Theorem 2.16 (Abel-Dini Scale) For each integer $k$, the series \begin{align*} \sum_{n=N}^\infty\frac{1}{n\log_{(1)}n\log_{(2)}n\cdots\log_{(k)} n\left(\log_{(k+1)}n\right)^\alpha} \end{align*} converges if $\alpha >1$ and diverges if $\alpha \leq 1$, where $N$ is taken large enough for the iterated logarithms to be defined.
- The third chapter The Harmonic Series and Related Results presents nice information about the harmonic series and friends.
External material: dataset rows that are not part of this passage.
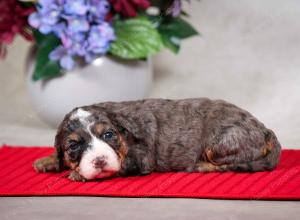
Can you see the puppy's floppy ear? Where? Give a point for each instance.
(58, 143)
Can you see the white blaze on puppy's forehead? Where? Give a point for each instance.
(80, 114)
(98, 148)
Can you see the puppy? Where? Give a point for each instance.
(160, 135)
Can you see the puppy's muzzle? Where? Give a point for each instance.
(99, 162)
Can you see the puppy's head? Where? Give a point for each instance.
(87, 141)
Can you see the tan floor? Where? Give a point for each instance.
(248, 54)
(79, 208)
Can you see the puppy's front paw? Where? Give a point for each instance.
(46, 164)
(75, 176)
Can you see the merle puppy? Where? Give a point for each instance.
(159, 135)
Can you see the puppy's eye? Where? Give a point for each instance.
(74, 147)
(108, 135)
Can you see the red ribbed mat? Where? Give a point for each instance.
(18, 178)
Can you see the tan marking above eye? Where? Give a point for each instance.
(74, 137)
(99, 129)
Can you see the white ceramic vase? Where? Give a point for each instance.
(106, 79)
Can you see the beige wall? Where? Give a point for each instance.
(249, 54)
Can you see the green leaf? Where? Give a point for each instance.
(44, 67)
(136, 39)
(173, 31)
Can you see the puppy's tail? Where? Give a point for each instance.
(268, 161)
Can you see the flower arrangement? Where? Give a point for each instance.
(70, 33)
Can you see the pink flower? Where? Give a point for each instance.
(13, 20)
(128, 8)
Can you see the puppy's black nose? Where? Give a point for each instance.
(99, 162)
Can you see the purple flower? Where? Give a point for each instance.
(78, 7)
(99, 37)
(79, 24)
(175, 8)
(65, 58)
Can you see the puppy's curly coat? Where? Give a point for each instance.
(160, 135)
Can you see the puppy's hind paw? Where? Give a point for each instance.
(75, 176)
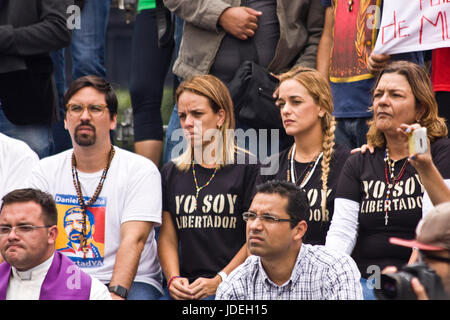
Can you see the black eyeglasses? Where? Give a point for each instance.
(20, 230)
(429, 256)
(265, 217)
(95, 110)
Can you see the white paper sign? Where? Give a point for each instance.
(413, 25)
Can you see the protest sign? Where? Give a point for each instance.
(413, 25)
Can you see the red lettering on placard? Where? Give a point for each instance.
(383, 41)
(435, 24)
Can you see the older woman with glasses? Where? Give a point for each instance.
(205, 190)
(379, 194)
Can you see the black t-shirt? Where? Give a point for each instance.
(211, 235)
(317, 223)
(363, 180)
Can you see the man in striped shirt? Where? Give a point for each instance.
(281, 267)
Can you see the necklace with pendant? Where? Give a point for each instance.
(197, 188)
(391, 181)
(83, 205)
(307, 173)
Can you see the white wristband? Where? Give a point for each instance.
(223, 275)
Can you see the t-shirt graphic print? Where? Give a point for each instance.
(70, 226)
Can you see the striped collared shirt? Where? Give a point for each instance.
(319, 274)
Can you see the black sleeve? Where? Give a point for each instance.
(165, 178)
(440, 151)
(251, 173)
(348, 186)
(49, 33)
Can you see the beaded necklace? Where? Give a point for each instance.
(83, 205)
(197, 188)
(291, 172)
(389, 175)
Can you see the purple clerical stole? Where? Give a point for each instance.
(64, 281)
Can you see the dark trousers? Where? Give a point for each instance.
(149, 66)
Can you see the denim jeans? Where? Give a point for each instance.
(351, 132)
(167, 296)
(38, 136)
(88, 51)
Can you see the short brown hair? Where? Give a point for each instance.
(97, 83)
(45, 200)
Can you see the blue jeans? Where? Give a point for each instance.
(167, 296)
(88, 58)
(169, 143)
(351, 132)
(38, 136)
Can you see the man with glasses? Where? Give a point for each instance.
(281, 267)
(120, 189)
(33, 270)
(433, 242)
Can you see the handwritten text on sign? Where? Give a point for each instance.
(413, 25)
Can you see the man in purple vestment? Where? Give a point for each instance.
(32, 269)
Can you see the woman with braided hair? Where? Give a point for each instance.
(314, 161)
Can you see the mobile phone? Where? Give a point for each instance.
(417, 141)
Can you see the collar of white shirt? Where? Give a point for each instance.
(34, 273)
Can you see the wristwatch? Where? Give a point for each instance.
(223, 275)
(119, 290)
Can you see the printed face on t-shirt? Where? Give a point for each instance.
(393, 103)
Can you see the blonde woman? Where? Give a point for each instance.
(314, 161)
(205, 191)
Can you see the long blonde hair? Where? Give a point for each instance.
(319, 89)
(219, 98)
(421, 87)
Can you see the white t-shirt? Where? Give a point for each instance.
(131, 192)
(26, 285)
(16, 162)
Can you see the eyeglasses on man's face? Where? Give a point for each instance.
(265, 217)
(95, 110)
(19, 230)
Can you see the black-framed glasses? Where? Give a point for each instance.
(95, 110)
(429, 256)
(19, 230)
(265, 217)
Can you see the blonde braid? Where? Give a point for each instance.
(327, 149)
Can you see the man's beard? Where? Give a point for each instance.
(85, 140)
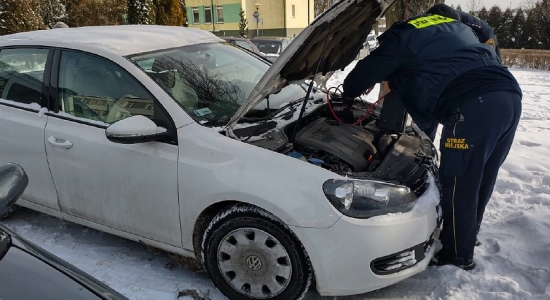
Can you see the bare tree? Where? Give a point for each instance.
(474, 6)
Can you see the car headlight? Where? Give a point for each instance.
(365, 199)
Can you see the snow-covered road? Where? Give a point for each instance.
(513, 262)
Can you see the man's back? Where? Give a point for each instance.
(420, 57)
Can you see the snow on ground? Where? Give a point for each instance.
(513, 261)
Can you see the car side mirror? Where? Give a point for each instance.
(13, 182)
(133, 130)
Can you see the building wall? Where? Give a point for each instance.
(272, 16)
(275, 16)
(231, 17)
(297, 15)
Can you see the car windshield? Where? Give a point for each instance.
(268, 47)
(211, 81)
(243, 44)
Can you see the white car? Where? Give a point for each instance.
(171, 137)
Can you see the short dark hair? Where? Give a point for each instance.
(444, 10)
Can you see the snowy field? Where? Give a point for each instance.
(512, 263)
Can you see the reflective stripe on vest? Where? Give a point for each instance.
(431, 20)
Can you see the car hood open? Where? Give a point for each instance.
(329, 43)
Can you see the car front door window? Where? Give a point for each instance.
(21, 74)
(97, 89)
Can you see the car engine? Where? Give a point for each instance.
(337, 144)
(374, 148)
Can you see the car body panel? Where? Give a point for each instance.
(355, 243)
(231, 167)
(120, 40)
(155, 192)
(134, 186)
(22, 141)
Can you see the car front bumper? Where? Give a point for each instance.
(356, 256)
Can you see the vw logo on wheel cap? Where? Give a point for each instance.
(254, 263)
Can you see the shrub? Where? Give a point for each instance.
(526, 58)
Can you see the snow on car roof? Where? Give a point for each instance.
(121, 39)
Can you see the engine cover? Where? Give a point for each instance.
(350, 143)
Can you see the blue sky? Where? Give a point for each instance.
(487, 3)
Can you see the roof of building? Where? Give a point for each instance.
(121, 39)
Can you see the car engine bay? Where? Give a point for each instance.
(336, 138)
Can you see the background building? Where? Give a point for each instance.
(283, 18)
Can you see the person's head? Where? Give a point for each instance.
(444, 10)
(60, 25)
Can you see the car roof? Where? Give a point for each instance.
(268, 38)
(234, 38)
(120, 39)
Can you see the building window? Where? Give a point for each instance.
(195, 15)
(219, 13)
(207, 14)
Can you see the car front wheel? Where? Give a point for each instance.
(250, 254)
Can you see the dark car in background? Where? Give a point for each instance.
(243, 43)
(30, 272)
(271, 47)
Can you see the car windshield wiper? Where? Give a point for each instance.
(5, 242)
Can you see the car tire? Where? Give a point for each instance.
(9, 212)
(250, 254)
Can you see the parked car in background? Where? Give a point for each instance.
(371, 42)
(245, 43)
(172, 137)
(30, 272)
(272, 47)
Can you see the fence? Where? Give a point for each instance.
(526, 58)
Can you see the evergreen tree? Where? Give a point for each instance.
(140, 12)
(184, 10)
(495, 20)
(243, 24)
(545, 23)
(96, 12)
(19, 15)
(168, 12)
(517, 30)
(51, 12)
(504, 31)
(483, 14)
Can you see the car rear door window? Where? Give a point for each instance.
(97, 89)
(21, 75)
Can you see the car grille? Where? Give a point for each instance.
(402, 260)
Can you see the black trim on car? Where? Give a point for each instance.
(160, 113)
(389, 264)
(54, 83)
(46, 86)
(74, 119)
(18, 106)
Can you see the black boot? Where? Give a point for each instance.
(444, 258)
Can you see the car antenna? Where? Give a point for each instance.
(306, 99)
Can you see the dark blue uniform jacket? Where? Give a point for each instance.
(484, 32)
(434, 66)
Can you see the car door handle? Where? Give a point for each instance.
(63, 144)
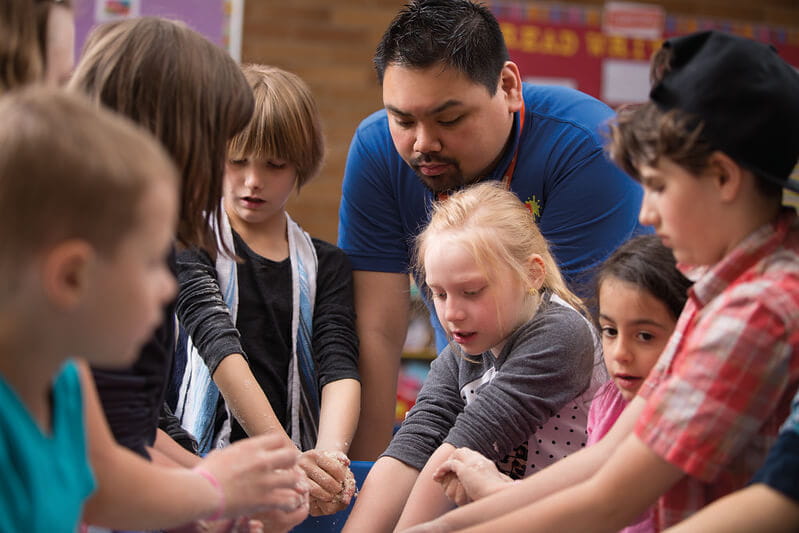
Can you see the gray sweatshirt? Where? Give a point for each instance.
(493, 406)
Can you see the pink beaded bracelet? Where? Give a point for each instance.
(220, 510)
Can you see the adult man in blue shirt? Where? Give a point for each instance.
(456, 111)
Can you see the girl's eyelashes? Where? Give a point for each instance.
(609, 331)
(645, 336)
(450, 122)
E.g.
- Theorem 3.17 Let $B$ be the set of positive integers whose decimal representation do not contain the digit $9$. Then the series \begin{align*} \sum_{n\in B}\frac{1}{n} \end{align*} converges.
Here we are at a border line with the divergent harmonic series on one side and related series where we ask if they are also divergent or not.
The first three chapters provide a good basis for the study of even more sophisticated series organized in three following chapters.
- Chapter 4 Intriguing Results provides $107$ so-called gems of different nature.
Gem $29$: \begin{align*} \sum_{n=1}^\infty\frac{(-1)^{n+1}}{n^n}=\int_0^1x^x\,dx \end{align*}
Gem $102$: For each real number $x$, \begin{align*} \sum_{n=1}^\infty\frac{\sin(nx)}{n} \end{align*} converges.
Chapter 5 Series and The Putnam Competition presents challenging problems about series and their solutions.
Chapter 6 Final Diversions gives some additional nice examples grouped in sections: Puzzles, Visuals, Fallacious Proofs and the last called Fallacies, Flaws and Flimflam.
This book is also worth reading for its interesting and informative appendices:
- Appendix A: $101$ True or False questions
This is a good possibility to check what do we really know about series.
Example: T/F $39$ \begin{align*} \sum_{n=1}^\infty\left(1-\frac{1}{n}\right)^n \end{align*} is a divergent series.
Example: T/F $40$ The Root Test cannot alone be used to determine conditional convergence.
Finally I would like to point at
- Appendix C: References
Here we obtain information grouped in
Books on Infinite Series
Books with Excellent Material on Infinite Series
Sources for Excellent Problems Related to Infinite Series
Pleasurable Reading
Journal Articles
Solution 2:
Classical books are quite good when it comes to basic problems on convergence and divergence. Try Pólya's and Szegö's Problems and theorems in Mathematical Analysis which is a great treasurehouse of problems. Knopp's Theory and Applications of Infinite Series is good for applications and summability methods. William F. Osgood's Introduction to infinite series and Bromwich's Introduction to the theory of Infinite series are also great classics. A modern work of interest is Titu Andreescu and T-L Radulescu's Problems in Real Analysis which gives a great source of Problems and further references.